Metadata-Version: 2.3
Name: mol-inspector
Version: 0.0.1
Summary: Inspect Molecular ML Models Using SHAP
License: MIT
Author: Tony Eight Lin
Author-email: tonyelin@tmu.edu.tw
Requires-Python: >=3.10
Classifier: License :: OSI Approved :: MIT License
Classifier: Programming Language :: Python :: 3
Classifier: Programming Language :: Python :: 3.10
Classifier: Programming Language :: Python :: 3.11
Classifier: Programming Language :: Python :: 3.12
Classifier: Programming Language :: Python :: 3.13
Requires-Dist: ipywidgets (>=8.1.7)
Requires-Dist: keras (>=3.0.0)
Requires-Dist: notebook (==7.0.6)
Requires-Dist: rdkit (>=2024.3.2)
Requires-Dist: seaborn (>=0.13.0)
Requires-Dist: shap (>=0.47.2)
Requires-Dist: torch (>=2.7.0)
Requires-Dist: xgboost (>=3.0.0)
Project-URL: Repository, https://github.com/tlint101/mol-inspector.git
Description-Content-Type: text/markdown

# mol-inspector - Inspect Molecular ML Models Using SHAP
![PyPI - Python Version](https://img.shields.io/pypi/pyversions/py50?style=flat&logo=python&logoColor=white)
[![License: MIT](https://img.shields.io/badge/License-MIT-brightgreen.svg)](https://opensource.org/licenses/MIT)
[![Code style: black](https://img.shields.io/badge/code%20style-black-000000.svg)](https://github.com/psf/black)

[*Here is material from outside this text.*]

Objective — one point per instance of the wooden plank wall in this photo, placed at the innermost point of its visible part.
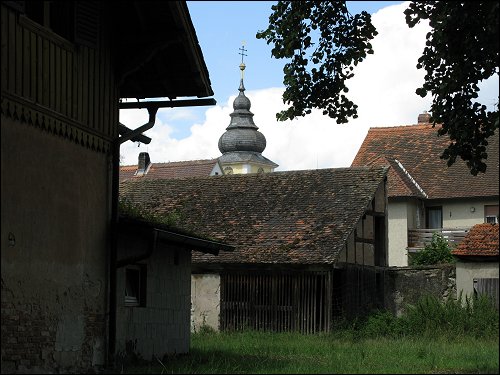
(277, 302)
(75, 81)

This project is built on [SHAP](https://shap.readthedocs.io/en/latest/index.html) - a game theoretic approach to 
explain the output of machine learning models with figures be generated using [Seaborn](https://seaborn.pydata.org). 
While this project should be able to work with any data generated from SHAP values, it was built with molecular 
fingerprints in mind. As a result, simple methods are also included that will render molecular fingerprint bits using 
RDKit.

## Tutorials
Tutorials can be found under the [Tutorials folder](/tutorials). The aim of mol-inspector is for ease of use. Generating
SHAP values and plots can be done as follows:
```python
from mol_inspector import Inspector, Plots

# generating SHAP values
inspector = Inspector(model=model, train_feats=train_feats, model_type="auto")
values = inspector.values(test_feats)

# generating plots
plot = Plots(values, train_feats, test_feats)
plot.summary_plot()
```
Users can also import and generate shap values natively, then feed the shap values into the Plots() class to generate 
the Seaborn plots. 

## Installation
Project can be pip installable:
```
pip install mol-inspector
```
> [!NOTE]
> As my background is in cheminformatics, RDKit will also be installed. This allows for methods to draw molecular 
> fingerprint bits. I may "split" this code upon user request.

## Motivations
When experimenting with the SHAP package, I found difficulties in generating customized color palettes for my figures. 
This project seeks to remedy that by extracting the generated SHAP values and using the data to generate figures using
Seaborn. This would allow easier customization of color palettes for presentations. 

## Future Contributions
Currently only three plot types have been converted. This is due to how I implement SHAP into my projects. I welcome 
contributors or requests for additional plot options to be converted into seaborn. Just let me know!